Pitfalls and Interpretation
The "Normal Spine" Trap (The False Negative)
The most significant pitfall in diagnosing CVFs is relying on conventional MRI markers of the spine.
- The Trap: Radiologists typically search for extrathecal fluid collections. However, CVFs shunt CSF directly into the venous system, bypassing the epidural space. Consequently, spine MRI is often completely normal.
- The Lesson: A normal spine MRI does not exclude a CSF leak. If the Brain MRI/Bern Score suggests SIH, dynamic myelography is warranted, even in the absence of spinal fluid collections.
The Diverticulum Dilemma (The False Positive)
Meningeal diverticula are ubiquitous, but identifying the "culprit" requires strict criteria.
- The Trap: Assuming a large nerve root diverticulum is the leak source simply because it is prominent.
- The Lesson: A diverticulum is only a fistula if it demonstrates early venous drainage.

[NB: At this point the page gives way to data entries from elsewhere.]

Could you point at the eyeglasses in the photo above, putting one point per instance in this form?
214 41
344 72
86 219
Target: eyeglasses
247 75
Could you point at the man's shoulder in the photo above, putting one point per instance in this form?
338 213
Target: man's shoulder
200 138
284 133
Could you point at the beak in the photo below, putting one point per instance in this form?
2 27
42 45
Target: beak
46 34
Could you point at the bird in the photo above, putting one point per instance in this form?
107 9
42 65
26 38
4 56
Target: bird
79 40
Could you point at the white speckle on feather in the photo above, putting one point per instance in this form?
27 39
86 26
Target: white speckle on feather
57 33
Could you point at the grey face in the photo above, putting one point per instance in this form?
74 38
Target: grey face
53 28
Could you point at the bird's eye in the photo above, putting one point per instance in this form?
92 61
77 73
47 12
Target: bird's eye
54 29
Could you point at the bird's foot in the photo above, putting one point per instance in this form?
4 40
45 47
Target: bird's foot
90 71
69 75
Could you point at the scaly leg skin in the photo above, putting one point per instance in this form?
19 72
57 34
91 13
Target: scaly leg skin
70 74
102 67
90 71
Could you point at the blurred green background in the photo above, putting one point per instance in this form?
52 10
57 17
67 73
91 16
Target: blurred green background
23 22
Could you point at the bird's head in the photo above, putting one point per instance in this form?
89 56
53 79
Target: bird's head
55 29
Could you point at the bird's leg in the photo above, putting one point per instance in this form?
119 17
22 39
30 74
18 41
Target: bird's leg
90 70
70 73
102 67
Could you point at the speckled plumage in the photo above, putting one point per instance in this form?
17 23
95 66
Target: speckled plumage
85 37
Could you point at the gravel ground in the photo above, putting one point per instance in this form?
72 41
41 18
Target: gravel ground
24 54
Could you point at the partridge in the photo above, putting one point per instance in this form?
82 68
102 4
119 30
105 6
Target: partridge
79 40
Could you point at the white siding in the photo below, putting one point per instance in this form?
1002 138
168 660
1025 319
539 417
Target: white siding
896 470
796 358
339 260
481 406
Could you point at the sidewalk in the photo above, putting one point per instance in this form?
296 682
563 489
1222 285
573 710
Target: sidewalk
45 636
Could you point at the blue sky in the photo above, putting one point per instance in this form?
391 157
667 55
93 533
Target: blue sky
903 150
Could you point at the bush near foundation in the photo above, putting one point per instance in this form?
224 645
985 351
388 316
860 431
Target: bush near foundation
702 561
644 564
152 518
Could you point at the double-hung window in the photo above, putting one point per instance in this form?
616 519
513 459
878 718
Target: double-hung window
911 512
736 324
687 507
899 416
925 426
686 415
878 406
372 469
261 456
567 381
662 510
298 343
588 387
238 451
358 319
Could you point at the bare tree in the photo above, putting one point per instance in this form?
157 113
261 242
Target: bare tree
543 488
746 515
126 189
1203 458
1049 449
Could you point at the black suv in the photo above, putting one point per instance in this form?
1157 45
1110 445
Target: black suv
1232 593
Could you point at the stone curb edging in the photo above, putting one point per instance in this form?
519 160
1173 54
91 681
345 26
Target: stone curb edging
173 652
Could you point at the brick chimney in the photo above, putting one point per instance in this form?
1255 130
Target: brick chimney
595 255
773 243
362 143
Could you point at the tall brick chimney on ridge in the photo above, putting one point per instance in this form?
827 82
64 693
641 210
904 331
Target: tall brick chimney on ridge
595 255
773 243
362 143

A contrast-filled sac without an exiting hyperdense vein is merely an incidental diverticulum.

The "Cistern Measurement" Bias
While the Bern Score is a powerful tool, recent data highlights the risk of over-reliance on quantitative measurements alone.
- The Trap: Diagnosing SIH based solely on reduced cistern measurements (e.g., prepontine ≤5mm) in patients with equivocal symptoms.
- The Evidence: Kang et al. (2025) demonstrated that 22% of normal patients (without SIH) have an intermediate Bern Score (3-4 points) driven exclusively by reduced cistern dimensions.
- The Lesson: Cistern effacement is not specific in isolation. Intermediate scores require corroboration with qualitative signs (venous engorgement, pachymeningeal enhancement) or strong clinical suspicion.
The Cure: Endovascular Management
Targeted Embolization
Once the fistula is localized, transvenous embolization with liquid embolic agents (e.g., Onyx/EVOH) offers a minimally invasive alternative to surgical ligation. The goal is to occlude the connection between the venous pouch and the paraspinal vein while preserving the drainage of the spinal cord.



Outcomes and Follow-up
Successful occlusion is defined by the penetration of the embolic agent into the proximal radicular vein and the adjacent internal vertebral venous plexus. Post-procedural imaging confirms the stability of the embolic cast.